Le malattie non trasmissibili rimangono la principale causa di morte

Il COVID-19 è emerso rapidamente come una delle principali cause di morte, classificandosi come la terza causa di mortalità a livello globale nel 2020 e la seconda nel 2021. Quasi 13 milioni di vite sono state perse durante questo periodo. Le ultime stime rivelano che, ad eccezione delle regioni dell’Africa e del Pacifico occidentale, il COVID-19 è stato tra le prime cinque cause di morte, diventando in particolare la principale causa di morte nelle Americhe per entrambi gli anni.

Il rapporto dell’OMS evidenzia inoltre che le malattie non trasmissibili (NCD) come la cardiopatia ischemica e l’ictus, i tumori, la broncopneumopatia cronica ostruttiva, il morbo di Alzheimer e altre demenze e il diabete erano i maggiori killer prima della pandemia, responsabili del 74% di tutti i decessi nel 2019. Anche durante la pandemia, le malattie non trasmissibili hanno continuato a rappresentare il 78% dei decessi non COVID.

Aumento dell’obesità e della malnutrizione

Il mondo si trova ad affrontare un enorme e complesso problema di un doppio fardello di malnutrizione, dove la denutrizione coesiste con il sovrappeso e l’obesità. Nel 2022, oltre un miliardo di persone di età pari o superiore a cinque anni conviveva con l’obesità, mentre più di mezzo miliardo era sottopeso. Anche la malnutrizione nei bambini è stata impressionante, con 148 milioni di bambini sotto i cinque anni affetti da arresto della crescita (troppo basso per l’età), 45 milioni che soffrono di deperimento (troppo magro per l’altezza) e 37 milioni in sovrappeso.

Il rapporto evidenzia inoltre le significative sfide sanitarie affrontate dalle persone con disabilità, dai rifugiati e dai migranti. Nel 2021, circa 1,3 miliardi di persone, ovvero il 16% della popolazione mondiale, avevano una disabilità. Questo gruppo è colpito in modo sproporzionato dalle disuguaglianze sanitarie derivanti da condizioni evitabili, ingiuste e inique.

L’accesso all’assistenza sanitaria per rifugiati e migranti rimane limitato, con solo la metà degli 84 paesi esaminati tra il 2018 e il 2021 che fornisce servizi sanitari finanziati dal governo a questi gruppi a livelli paragonabili a quelli dei loro cittadini. Ciò evidenzia l’urgente necessità che i sistemi sanitari si adattino e affrontino le persistenti disuguaglianze e le mutevoli esigenze demografiche delle popolazioni globali.
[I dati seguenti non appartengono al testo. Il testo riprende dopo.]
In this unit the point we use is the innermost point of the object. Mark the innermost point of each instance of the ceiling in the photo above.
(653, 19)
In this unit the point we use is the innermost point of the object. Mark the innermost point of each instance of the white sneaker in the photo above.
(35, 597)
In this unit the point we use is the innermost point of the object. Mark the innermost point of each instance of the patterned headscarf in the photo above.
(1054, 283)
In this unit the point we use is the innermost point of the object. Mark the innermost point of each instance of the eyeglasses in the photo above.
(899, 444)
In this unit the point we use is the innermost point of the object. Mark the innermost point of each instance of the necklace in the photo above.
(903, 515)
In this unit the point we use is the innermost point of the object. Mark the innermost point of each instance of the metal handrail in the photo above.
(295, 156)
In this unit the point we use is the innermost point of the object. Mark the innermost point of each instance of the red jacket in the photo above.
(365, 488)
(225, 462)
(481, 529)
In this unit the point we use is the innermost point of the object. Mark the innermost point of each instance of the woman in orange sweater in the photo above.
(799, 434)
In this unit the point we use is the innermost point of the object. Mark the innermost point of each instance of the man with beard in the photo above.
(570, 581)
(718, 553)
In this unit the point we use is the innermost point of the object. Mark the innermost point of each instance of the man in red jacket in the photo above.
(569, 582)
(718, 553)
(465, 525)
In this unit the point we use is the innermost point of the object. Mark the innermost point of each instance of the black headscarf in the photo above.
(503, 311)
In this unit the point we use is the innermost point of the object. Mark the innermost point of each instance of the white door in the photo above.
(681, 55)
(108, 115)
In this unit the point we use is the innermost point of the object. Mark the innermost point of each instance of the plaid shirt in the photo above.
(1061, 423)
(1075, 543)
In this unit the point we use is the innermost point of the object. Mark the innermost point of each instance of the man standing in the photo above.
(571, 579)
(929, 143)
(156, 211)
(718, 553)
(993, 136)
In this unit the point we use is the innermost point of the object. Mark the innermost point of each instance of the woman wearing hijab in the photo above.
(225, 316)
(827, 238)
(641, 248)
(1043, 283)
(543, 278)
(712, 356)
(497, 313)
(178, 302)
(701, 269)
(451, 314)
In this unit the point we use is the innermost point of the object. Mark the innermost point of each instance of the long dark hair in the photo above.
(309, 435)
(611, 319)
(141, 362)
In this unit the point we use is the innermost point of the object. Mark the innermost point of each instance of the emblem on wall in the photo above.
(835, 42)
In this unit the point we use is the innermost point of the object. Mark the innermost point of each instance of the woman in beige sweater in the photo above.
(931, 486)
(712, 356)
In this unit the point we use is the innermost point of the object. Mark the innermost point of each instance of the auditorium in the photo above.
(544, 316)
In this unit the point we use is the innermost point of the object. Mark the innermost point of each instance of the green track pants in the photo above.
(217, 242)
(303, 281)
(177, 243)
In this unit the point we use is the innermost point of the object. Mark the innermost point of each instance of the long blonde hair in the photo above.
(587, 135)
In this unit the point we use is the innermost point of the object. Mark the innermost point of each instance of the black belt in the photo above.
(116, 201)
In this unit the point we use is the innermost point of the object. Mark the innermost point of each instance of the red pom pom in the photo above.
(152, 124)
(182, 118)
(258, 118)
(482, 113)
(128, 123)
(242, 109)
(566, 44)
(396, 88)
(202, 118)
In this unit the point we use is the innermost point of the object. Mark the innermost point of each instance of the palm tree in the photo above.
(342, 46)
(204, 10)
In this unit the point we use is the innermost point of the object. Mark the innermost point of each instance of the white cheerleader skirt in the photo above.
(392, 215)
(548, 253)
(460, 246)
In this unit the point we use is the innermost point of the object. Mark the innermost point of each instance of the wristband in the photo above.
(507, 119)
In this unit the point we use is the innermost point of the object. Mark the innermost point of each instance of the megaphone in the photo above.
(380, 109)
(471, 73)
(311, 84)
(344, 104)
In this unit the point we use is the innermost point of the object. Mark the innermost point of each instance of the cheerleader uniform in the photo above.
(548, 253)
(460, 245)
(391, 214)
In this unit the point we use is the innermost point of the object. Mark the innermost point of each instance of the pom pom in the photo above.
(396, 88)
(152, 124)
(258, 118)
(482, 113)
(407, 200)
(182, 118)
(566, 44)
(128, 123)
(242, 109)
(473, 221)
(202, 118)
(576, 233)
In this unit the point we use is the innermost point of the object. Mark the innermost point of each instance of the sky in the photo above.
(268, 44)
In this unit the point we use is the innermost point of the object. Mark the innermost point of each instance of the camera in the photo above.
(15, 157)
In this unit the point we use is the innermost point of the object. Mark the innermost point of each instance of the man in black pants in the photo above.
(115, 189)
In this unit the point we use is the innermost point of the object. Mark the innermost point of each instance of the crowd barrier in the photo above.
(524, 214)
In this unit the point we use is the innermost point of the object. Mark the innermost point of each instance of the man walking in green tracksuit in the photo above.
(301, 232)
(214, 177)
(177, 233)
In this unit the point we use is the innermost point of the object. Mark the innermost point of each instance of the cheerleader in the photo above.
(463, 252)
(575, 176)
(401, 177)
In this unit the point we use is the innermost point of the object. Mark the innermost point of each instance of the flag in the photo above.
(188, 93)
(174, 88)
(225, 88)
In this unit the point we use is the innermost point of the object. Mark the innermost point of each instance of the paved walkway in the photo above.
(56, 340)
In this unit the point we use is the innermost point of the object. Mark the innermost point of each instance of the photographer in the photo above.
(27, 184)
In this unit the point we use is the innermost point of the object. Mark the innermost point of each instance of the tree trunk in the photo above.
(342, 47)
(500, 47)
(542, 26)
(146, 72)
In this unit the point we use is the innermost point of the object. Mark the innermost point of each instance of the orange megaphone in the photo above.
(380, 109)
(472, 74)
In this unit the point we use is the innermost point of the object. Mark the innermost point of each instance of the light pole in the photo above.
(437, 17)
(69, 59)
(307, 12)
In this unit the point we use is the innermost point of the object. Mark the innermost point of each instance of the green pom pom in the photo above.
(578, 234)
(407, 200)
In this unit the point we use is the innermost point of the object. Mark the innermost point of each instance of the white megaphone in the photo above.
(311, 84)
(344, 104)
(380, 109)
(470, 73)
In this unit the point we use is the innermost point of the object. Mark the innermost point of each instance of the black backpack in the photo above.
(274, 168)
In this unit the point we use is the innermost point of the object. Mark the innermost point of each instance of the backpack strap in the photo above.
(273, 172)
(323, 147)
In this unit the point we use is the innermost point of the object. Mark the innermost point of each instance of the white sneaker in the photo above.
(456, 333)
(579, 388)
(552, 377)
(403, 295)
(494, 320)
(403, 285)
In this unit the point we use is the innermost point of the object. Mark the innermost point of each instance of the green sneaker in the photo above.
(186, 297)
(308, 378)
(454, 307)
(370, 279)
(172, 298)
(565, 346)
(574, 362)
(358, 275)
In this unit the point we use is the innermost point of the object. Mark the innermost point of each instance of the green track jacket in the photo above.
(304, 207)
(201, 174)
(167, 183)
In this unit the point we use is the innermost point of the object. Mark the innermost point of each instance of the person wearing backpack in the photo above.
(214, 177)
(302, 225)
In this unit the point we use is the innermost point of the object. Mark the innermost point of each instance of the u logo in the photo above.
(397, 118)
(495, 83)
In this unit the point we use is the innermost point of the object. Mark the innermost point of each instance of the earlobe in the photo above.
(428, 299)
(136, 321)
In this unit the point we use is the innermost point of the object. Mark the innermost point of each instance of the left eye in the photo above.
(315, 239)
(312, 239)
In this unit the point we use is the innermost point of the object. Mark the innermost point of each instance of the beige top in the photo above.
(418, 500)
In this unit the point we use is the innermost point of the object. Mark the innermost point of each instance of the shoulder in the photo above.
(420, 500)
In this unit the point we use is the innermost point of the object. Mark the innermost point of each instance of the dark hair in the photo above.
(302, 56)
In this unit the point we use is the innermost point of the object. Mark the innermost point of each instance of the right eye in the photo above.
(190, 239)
Progressi verso gli obiettivi del triplo miliardo e gli SDG

Nonostante le battute d’arresto causate dalla pandemia, il mondo ha compiuto alcuni progressi verso il raggiungimento degli obiettivi del triplo miliardo e degli indicatori relativi alla salute degli obiettivi di sviluppo sostenibile (SDG).

Dal 2018, altri 1,5 miliardi di persone hanno raggiunto una salute e un benessere migliori. Nonostante i progressi, l’aumento dell’obesità, l’elevato consumo di tabacco e l’inquinamento atmosferico persistente ostacolano il progresso.

La copertura sanitaria universale si è espansa a 585 milioni di persone in più, non raggiungendo l’obiettivo di un miliardo. Inoltre, è probabile che solo 777 milioni di persone in più siano adeguatamente protette durante le emergenze sanitarie entro il 2025, al di sotto dell’obiettivo di un miliardo fissato nel 13° Programma generale di lavoro dell’OMS. Questa protezione è sempre più importante in quanto gli effetti del cambiamento climatico e di altre crisi globali minacciano sempre più la sicurezza sanitaria.

“Sebbene dal 2018 abbiamo compiuto progressi verso gli obiettivi del triplo miliardo, c’è ancora molto da fare. I dati sono il superpotere dell’OMS. Dobbiamo usarlo meglio per ottenere un maggiore impatto nei paesi”, ha affermato la dott.ssa Samira Asma, vicedirettore generale dell’OMS per i dati, l’analisi e la consegna dell’impatto. “Senza accelerare i progressi, è improbabile che uno qualsiasi degli SDG sanitari sarà raggiunto entro il 2030”.